[igt-dev] [PATCH i-g-t v2] tests/gem_reset_stats: Test for shared reset domain

Mon Feb 14 09:56:41 UTC 2022

From: Priyanka Dandamudi <priyanka.dandamudi at intel.com>

Added new subtest shared_reset_domain:
The test submits non-preemptible requests to all RCS+CCS or multi CCS engines,
kills one and expects the rest to survive.One of those engines is reset
by submitting a hang then expects all dependent engines to be reset.
It checks the status of victimized context after reset.

v2:Modified code for all engines.

Issue:
After reset of target engine, the status of the contexts of other
engines are not consistent, they are either showing as victimized or
noerror but expected is for dependent engines, contexts should be
as victimized but for others as no error.

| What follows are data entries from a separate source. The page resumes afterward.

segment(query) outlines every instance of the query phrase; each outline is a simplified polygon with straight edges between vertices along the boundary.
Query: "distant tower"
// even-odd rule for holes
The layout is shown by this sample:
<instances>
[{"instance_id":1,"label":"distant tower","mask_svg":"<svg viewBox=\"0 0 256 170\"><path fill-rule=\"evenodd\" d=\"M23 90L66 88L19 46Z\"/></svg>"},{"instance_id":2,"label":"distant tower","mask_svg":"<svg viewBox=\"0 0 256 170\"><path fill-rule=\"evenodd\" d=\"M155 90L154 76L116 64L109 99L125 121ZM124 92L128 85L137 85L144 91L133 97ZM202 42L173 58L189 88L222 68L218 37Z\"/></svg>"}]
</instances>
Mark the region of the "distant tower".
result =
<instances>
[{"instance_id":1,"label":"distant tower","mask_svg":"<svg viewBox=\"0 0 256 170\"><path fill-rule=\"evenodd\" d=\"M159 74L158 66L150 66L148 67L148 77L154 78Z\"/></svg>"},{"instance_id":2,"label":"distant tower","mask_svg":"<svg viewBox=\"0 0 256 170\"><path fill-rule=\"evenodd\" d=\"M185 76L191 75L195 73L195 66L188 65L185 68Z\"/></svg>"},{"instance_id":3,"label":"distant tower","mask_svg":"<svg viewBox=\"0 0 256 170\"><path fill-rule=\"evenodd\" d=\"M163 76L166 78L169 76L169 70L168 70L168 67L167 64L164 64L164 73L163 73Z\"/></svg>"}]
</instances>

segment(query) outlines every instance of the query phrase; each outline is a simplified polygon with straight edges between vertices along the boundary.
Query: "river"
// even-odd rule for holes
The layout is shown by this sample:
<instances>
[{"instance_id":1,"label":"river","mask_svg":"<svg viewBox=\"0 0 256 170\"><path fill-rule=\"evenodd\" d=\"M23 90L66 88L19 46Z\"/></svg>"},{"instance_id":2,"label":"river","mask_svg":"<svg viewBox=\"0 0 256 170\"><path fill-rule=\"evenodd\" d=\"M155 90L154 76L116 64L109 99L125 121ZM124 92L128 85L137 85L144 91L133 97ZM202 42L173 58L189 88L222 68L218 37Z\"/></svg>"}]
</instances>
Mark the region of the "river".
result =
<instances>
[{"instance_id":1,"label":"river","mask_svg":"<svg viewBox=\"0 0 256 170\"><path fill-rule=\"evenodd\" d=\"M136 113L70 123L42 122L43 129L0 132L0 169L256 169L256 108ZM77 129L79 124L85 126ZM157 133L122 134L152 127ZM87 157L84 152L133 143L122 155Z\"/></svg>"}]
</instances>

Signed-off-by: Priyanka Dandamudi <priyanka.dandamudi at intel.com>
Cc: Matt Roper <matthew.d.roper at intel.com>
Cc: Melkaveri, Arjun <arjun.melkaveri at intel.com>
---
 tests/i915/gem_reset_stats.c | 108 ++++++++++++++++++++++++++++++++++-
 1 file changed, 106 insertions(+), 2 deletions(-)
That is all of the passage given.